The maritime forest understory has suffered greatly from fallow deer forage, and as a result, there has been very little Southern live oak (Quercus virginiana) regeneration. In recent years, LSSI’s fallow deer have swam off of LSSI and have made their way to neighboring islands. If allowed to become established at these other locations, the damage could spread to those areas. The herd is actively being reduced in order to minimize ecological damage to the island’s maritime forests and other habitats.

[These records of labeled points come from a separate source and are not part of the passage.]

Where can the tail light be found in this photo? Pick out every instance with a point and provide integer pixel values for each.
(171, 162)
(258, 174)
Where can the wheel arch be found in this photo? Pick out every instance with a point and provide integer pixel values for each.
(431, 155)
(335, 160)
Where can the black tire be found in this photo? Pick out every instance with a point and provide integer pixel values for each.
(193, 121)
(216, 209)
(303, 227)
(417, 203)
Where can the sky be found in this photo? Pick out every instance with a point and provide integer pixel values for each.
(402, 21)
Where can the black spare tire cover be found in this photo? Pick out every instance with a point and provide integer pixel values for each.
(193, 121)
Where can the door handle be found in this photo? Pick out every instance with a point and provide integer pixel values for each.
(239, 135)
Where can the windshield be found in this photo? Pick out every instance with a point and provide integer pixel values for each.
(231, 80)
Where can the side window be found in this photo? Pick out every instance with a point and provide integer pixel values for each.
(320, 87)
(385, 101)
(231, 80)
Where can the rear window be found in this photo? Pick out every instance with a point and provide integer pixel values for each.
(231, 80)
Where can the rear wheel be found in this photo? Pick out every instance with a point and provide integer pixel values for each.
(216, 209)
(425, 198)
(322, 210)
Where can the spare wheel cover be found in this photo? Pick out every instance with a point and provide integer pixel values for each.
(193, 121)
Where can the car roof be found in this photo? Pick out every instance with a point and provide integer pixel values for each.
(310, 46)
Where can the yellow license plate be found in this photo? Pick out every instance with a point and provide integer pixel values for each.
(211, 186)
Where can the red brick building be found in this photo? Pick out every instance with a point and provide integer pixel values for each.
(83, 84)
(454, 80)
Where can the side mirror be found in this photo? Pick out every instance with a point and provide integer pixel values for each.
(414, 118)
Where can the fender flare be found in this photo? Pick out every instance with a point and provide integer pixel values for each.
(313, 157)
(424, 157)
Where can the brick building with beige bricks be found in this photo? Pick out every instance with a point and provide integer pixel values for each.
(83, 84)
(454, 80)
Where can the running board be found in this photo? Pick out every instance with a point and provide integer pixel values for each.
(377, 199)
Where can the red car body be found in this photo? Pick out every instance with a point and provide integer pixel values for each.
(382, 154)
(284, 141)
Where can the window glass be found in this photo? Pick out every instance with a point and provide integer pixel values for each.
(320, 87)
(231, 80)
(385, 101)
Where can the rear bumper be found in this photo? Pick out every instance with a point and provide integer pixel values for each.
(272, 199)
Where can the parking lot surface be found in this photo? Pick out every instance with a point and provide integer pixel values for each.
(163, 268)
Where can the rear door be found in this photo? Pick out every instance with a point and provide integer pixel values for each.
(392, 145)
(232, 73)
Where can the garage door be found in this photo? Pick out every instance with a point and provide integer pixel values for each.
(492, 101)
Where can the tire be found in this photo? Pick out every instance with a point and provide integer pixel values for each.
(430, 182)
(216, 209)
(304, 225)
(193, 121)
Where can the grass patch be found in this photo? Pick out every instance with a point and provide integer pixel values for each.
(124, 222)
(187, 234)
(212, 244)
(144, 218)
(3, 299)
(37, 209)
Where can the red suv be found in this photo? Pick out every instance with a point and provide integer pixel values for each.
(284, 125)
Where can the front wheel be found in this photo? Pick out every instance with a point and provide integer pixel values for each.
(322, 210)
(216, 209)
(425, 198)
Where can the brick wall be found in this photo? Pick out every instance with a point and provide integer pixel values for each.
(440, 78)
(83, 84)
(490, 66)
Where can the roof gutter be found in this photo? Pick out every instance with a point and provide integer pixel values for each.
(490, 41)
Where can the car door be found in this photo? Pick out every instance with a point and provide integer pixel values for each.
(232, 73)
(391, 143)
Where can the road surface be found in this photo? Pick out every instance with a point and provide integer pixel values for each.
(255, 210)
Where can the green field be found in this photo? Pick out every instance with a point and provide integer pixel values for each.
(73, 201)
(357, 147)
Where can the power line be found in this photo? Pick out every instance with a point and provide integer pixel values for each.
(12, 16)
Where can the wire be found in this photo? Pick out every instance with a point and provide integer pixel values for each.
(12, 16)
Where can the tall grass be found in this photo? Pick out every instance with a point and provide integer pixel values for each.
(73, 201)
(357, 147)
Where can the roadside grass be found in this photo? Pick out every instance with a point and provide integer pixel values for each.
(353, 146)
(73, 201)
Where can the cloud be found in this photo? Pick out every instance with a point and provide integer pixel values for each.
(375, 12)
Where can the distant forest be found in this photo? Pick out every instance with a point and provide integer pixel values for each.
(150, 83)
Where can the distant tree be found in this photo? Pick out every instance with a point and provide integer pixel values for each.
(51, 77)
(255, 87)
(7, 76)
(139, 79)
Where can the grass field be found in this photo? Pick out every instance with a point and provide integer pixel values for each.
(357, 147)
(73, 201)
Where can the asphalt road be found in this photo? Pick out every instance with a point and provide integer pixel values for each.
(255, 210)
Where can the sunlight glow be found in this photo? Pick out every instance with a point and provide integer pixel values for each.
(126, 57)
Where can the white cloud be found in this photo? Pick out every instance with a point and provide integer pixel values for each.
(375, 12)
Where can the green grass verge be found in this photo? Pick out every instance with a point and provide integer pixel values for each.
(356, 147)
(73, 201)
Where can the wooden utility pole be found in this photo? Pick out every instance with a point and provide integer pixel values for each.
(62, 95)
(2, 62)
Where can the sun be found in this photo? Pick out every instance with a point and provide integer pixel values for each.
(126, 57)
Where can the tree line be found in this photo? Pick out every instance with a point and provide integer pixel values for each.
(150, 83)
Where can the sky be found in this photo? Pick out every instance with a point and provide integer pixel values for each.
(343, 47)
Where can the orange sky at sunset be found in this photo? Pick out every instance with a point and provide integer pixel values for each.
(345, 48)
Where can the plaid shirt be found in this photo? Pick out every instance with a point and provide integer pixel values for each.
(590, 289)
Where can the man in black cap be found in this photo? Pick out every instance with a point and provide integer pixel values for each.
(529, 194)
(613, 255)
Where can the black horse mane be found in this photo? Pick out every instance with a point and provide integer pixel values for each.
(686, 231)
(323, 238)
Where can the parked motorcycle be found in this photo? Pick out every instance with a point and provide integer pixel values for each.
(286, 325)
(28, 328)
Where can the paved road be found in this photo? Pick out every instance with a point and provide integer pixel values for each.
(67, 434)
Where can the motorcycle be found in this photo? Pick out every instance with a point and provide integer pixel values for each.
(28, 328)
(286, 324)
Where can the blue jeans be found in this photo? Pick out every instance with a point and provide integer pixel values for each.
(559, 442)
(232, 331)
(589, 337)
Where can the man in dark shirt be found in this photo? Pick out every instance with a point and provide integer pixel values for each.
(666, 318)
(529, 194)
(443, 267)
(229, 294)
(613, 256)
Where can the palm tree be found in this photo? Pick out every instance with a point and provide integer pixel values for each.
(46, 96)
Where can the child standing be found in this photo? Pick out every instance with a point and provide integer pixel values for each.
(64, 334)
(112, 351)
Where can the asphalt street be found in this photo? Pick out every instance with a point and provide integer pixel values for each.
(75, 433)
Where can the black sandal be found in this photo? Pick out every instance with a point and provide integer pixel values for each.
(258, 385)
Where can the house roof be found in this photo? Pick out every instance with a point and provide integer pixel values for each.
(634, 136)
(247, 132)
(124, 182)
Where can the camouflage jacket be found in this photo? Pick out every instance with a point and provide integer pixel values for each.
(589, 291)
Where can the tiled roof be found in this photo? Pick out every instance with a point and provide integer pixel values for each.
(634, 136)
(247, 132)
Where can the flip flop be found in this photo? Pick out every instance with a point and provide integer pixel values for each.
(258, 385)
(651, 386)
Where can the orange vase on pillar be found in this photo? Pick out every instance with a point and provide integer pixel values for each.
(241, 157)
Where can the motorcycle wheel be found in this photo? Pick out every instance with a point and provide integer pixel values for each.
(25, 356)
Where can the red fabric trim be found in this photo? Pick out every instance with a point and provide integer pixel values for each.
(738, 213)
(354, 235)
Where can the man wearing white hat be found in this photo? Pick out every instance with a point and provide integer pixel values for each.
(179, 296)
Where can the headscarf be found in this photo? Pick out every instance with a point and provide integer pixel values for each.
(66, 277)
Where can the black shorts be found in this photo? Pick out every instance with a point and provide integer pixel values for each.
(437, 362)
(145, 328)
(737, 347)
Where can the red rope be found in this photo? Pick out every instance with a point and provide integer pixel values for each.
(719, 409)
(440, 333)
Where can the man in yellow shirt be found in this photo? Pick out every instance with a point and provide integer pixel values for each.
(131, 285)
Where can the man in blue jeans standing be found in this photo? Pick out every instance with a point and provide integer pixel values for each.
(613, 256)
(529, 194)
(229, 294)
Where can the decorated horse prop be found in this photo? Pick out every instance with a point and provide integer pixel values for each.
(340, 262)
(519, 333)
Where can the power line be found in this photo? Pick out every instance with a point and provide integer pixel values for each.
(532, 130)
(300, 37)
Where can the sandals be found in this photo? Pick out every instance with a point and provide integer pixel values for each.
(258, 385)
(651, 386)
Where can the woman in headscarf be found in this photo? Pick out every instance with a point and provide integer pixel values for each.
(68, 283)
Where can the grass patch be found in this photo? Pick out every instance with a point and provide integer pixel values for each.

Red Imported fire ants (Solenopsis invicta) are another invasive pest found on LSSI. Originally from South America, fire ants were accidentally brought in through a port in Louisiana, and have spread throughout much of the southern United States. When crossing a body of water, some ants in the colony will commit suicide and act as a raft for the rest of the ants to safely cross. The bite of a red imported fire ant is very painful, and usually there are many ants attacking at the same time. These ants are known to envenomate sea turtle eggs in a nest, and attack and kill hatchlings as they emerge from the nest to travel to the ocean. On LSSI, we actively look for fire ants around sea turtle nests, and treat fire ant colonies near nests before the nests are scheduled to hatch.

Several invasive plant species can occasionally establish on Little St. Simon Island. Salt cedar (Tamarix aphylla), large-leaf lantana (Lantana camara), Chinese tallow (Triadica sebifera), chinaberry (Melia azedarach), and common cocklebur (Xanthium strumarium) are a nuisance, and are removed once discovered. These invasive plants are highly aggressive, and could out-compete native vegetation for habitat if allowed to get established. Salt cedar, or tamarisk, can wash up on the shoreline and is a threat to beach-nesting birds breeding habitat. Wilson’s plovers frequently create their nests on the sand around native vegetation, like dune parsley and beach grass. When salt cedar grows in an area it displaces these important natives by releasing salt onto the ground.

At LSSI we work closely with the Coastal Georgia Cooperative Invasive Species Management Area (CISMA) and Coastal Wildscapes to remove invasive plants before they become established. If you discover or suspect any invasive species during your visit to Little St. Simons Island, please report your sightings to island staff.